So here we go, yet another new blog that sees its future floating around somewhere in cyber wasteland.I never had a knack for religiously updating my blogs; perhaps this would start a new record.
But yes, it has to.
I'm writing this first post amidst one of the darkest periods in my life. If Darth V. would just kindly excuse me please. I find a recent lack of energy in conveying my thoughts to thoughtful chums & family members through my mouth,so i guess my fingers could do the trick. It works, actually. The words come easier cos you're really talkin to no one and everyone at the same time. Writing is probably the next best thing to say,umm,psychic transmitting waves?
i have this plan,see. i have had shit loads of bad luck since -i'm tempted to say forever, but oh, why overglorify badluck- ...forever. You know what they say: when you're at the lowest,there's no other way but up. But guess what I've discovered?
It's total bull.
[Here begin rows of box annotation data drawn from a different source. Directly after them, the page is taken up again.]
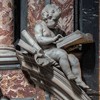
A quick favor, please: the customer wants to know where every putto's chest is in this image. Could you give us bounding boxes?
[42,22,54,37]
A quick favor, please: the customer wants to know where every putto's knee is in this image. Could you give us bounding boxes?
[68,54,79,65]
[57,49,67,58]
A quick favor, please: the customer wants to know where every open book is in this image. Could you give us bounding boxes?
[56,30,93,48]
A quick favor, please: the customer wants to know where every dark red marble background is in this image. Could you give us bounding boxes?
[28,0,74,34]
[0,0,73,100]
[0,70,45,100]
[0,0,14,46]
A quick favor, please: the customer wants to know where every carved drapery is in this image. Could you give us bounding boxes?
[0,0,14,46]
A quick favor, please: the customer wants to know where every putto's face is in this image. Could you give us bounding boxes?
[41,4,61,28]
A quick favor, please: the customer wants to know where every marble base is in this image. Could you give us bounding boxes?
[0,47,20,70]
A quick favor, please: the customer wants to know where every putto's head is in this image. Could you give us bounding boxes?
[41,4,61,28]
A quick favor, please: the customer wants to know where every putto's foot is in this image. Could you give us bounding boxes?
[67,74,76,80]
[76,81,90,89]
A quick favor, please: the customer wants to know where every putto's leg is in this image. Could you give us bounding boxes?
[68,54,89,88]
[45,48,76,80]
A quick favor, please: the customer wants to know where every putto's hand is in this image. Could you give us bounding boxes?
[54,34,63,42]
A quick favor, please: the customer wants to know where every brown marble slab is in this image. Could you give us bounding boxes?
[0,70,45,100]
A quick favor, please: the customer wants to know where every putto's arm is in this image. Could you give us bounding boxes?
[34,25,58,45]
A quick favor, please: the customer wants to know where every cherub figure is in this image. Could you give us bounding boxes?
[34,4,89,88]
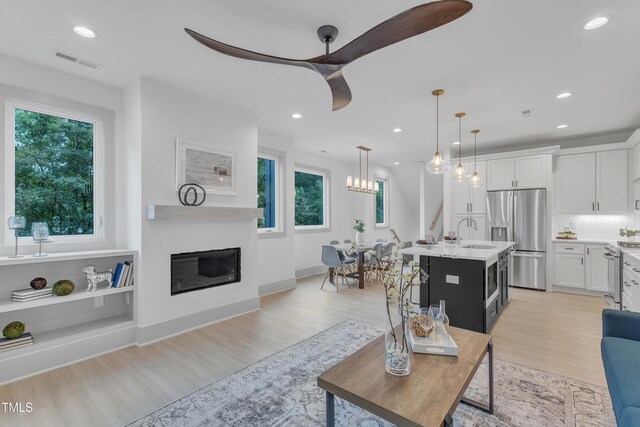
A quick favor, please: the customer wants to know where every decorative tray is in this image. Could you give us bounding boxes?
[409,328,458,357]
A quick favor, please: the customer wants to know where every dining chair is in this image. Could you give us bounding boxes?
[364,242,382,283]
[320,245,353,292]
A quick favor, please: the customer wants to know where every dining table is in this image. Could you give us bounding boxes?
[329,242,376,289]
When you're at your lowest, you could actually remain there forever.
Realise that I'm using "forever" very liberally. Depressed souls have no acute sense of time. There's no hurry in each day. The only hurry is in digging a hole in your own grave. The more literate call it 'wallowing in self-pity'; those in denial call it 'reminiscing'.
I'm kinda a little of both. My mood these days verges on hypo- hyper-, depending on the music that's blasting.
So like those people on MTV's "I want a famous face", i'm gonna document my journey of tremendous (mood) uplifting, enhancement and optimism injections. Well really it depends. It could end up being a blog better titled "Don't jump!!"
But since bad luck isn't gonna budge anytime soon, we'll just have to settle for excerpts of my shitty life right now.